Supplemental jurisdiction need not be exercised in every case in which it is found to exist and courts should consider matters of " judicial economy, convenience and fairness to litigants" before asserting jurisdiction over supplemental claims. Gibbs, 383 U.S. at 726. Judicial economy would best be served in this case by allowing all of the claims to proceed in the bankruptcy court, where the Trustee's claims properly reside. This would also be more convenient to the parties as it would avoid potentially duplicative discovery proceedings between the Trustee's action in bankruptcy court and the Liquidator's action in this Court.

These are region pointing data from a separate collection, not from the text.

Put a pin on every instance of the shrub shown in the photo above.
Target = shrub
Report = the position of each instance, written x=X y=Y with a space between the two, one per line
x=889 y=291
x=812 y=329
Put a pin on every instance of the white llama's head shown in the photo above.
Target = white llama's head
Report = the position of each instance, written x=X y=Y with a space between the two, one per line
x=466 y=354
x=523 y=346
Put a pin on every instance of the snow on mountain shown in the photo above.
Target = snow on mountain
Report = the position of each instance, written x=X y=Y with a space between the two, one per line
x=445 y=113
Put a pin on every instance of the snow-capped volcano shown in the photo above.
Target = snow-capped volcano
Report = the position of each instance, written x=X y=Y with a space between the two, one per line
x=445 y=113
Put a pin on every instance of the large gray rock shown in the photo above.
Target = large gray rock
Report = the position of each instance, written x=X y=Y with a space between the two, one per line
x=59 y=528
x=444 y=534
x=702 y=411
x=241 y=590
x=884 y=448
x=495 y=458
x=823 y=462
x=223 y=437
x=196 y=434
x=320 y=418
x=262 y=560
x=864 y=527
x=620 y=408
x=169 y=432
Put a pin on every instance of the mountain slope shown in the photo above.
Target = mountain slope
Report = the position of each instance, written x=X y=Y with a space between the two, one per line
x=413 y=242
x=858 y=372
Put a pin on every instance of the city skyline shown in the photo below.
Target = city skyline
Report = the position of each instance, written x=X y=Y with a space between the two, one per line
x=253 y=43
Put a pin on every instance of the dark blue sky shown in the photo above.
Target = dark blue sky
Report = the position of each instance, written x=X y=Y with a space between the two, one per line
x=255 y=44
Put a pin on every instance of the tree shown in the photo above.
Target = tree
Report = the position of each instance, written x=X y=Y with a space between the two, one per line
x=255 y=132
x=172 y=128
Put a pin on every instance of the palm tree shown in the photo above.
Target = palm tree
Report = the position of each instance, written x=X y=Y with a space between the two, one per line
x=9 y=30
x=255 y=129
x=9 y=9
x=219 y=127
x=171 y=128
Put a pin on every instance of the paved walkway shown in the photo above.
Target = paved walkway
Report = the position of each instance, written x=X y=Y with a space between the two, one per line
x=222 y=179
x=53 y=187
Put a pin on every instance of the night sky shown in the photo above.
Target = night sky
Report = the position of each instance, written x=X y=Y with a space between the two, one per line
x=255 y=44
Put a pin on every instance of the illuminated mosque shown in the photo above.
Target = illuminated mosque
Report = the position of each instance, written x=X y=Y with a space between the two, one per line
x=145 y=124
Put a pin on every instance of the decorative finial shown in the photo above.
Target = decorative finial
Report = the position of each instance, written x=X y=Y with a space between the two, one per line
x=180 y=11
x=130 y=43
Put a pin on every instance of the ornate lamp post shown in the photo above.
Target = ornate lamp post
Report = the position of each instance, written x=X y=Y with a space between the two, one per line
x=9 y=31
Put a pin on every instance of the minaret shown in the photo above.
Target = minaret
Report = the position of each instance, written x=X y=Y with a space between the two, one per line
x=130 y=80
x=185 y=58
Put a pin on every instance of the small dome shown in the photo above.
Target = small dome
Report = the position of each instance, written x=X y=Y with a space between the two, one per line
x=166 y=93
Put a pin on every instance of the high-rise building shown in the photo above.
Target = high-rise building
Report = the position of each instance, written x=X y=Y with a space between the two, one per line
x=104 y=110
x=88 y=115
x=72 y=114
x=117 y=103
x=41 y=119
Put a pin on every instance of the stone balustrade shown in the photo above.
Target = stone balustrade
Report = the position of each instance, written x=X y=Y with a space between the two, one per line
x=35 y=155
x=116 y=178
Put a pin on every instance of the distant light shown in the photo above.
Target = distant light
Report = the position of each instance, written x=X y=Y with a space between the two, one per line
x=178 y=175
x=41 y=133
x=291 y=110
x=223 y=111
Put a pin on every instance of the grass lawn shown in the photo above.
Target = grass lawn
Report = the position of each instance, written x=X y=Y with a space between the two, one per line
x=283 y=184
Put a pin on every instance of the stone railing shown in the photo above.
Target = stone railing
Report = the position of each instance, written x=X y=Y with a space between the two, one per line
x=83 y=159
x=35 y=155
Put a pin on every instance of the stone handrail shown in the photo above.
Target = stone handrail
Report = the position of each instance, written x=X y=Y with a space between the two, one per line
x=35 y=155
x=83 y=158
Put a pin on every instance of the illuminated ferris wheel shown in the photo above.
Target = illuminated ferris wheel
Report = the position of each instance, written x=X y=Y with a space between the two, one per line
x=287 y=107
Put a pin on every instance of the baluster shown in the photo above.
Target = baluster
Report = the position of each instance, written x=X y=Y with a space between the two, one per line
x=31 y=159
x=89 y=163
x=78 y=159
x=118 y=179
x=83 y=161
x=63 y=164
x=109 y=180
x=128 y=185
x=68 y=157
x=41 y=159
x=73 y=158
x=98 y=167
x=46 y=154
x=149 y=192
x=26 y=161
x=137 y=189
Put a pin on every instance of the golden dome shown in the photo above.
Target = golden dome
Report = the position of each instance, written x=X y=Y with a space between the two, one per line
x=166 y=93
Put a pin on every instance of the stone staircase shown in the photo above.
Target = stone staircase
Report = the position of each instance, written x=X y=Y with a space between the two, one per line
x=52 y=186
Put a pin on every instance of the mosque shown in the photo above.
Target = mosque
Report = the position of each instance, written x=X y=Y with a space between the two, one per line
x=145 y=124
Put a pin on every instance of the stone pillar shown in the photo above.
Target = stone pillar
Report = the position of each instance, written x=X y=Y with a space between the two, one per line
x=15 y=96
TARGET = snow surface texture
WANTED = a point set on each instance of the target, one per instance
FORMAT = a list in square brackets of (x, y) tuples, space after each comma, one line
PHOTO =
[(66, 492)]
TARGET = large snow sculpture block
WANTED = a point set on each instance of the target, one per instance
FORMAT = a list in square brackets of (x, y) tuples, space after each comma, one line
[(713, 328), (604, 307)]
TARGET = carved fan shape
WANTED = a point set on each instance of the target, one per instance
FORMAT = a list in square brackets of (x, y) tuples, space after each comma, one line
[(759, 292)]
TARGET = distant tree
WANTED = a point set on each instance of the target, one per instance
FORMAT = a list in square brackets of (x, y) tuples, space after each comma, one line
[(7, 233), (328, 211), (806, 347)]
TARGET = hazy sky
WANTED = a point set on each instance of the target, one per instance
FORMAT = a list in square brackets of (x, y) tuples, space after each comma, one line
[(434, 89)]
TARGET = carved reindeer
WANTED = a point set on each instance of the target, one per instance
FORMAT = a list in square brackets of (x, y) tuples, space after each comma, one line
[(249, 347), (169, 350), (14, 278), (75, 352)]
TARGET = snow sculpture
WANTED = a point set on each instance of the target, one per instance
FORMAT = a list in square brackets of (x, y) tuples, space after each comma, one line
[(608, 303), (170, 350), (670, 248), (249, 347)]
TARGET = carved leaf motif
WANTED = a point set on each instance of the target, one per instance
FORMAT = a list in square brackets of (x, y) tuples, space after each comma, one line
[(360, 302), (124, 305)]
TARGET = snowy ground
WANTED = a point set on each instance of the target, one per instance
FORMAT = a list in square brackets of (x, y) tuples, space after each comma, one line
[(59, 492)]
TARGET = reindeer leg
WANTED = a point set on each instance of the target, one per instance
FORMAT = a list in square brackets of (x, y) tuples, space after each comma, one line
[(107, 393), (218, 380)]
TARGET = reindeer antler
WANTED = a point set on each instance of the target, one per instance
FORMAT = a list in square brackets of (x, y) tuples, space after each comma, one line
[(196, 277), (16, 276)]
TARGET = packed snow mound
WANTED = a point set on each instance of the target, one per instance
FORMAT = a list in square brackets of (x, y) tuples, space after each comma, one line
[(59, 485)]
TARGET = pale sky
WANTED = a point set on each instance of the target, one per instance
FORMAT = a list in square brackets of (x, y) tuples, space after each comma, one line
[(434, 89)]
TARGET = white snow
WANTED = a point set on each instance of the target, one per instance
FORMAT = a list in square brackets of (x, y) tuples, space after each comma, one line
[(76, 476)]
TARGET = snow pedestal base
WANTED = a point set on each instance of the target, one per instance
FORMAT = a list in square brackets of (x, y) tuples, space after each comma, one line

Defendants' main objection to the exercise of supplemental jurisdiction is on fairness grounds. Defendants argue that it would be unfair to Defendants to allow the Liquidator to bootstrap its claims into bankruptcy court and then take advantage of the bankruptcy rules' nationwide service of process. (Dkt. no. 2 at 4-5, 7-9.) Defendants' argument is speculative, however, and relies on the mere fact that the service of process rules in bankruptcy court and district court are different, without explaining why that difference is significant in this case. Defendants assert that the Liquidator is trying to take advantage of the bankruptcy court's procedures but that alone is not sufficient to raise fairness issues that would warrant refusal of supplemental jurisdiction.

Defendants additionally argue that the reference should be withdrawn because claims before the bankruptcy court are non-core or Stern claims. The Court disagrees. The Court is not compelled to withdraw a reference simply because certain claims may be non-core. Recently, in Executive Benefits Insurance Agency v. Arkison, 134 S.Ct. 2165, 189 L.Ed.2d 83 (2014), the Supreme Court of the United States found that " [i]f a matter is non-core, and the parties have not consented to final adjudication by the bankruptcy court, the bankruptcy judge must propose findings of fact and conclusions of law." 134 S.Ct. at 2172. Thus, the bankruptcy court has authority to hear non-core claims and " submit proposed findings of fact and conclusions of law to the district court for de novo review and entry of judgment." Id. at 2173. As the Supreme Court further noted, the bankruptcy court may " determine whether each claim before it is core or non-core." [1] Arkison, 134 S.Ct. at 2171 (citing 28 U.S.C. § 157(b)(3)).

In light of Arkinson, the Court finds it is appropriate for this proceeding to remain in bankruptcy court. As it is undisputed that some of the Trustee's claims are core claims that arise under title 11, and as the Court determines that the bankruptcy court may exercise supplemental jurisdiction over Plaintiffs' remaining claims, efficient use of judicial resources and uniformity of bankruptcy administration support leaving the reference in place so that all claims may proceed in the bankruptcy court. See Sec. Farms, 124 F.3d at 1008. The bankruptcy court may determine whether Plaintiffs' claims are core, non-core or Stern claims and make final judgment or recommendations accordingly.

IV. CONCLUSION

The Court notes that the parties made several arguments and cited to several cases not discussed above. The Court has reviewed these arguments and cases and determines that they do not warrant discussion or reconsideration as they do not affect the outcome of the Motion.

It is therefore ordered that Defendants' Motion to Withdraw Reference (dkt. no. 1) is denied.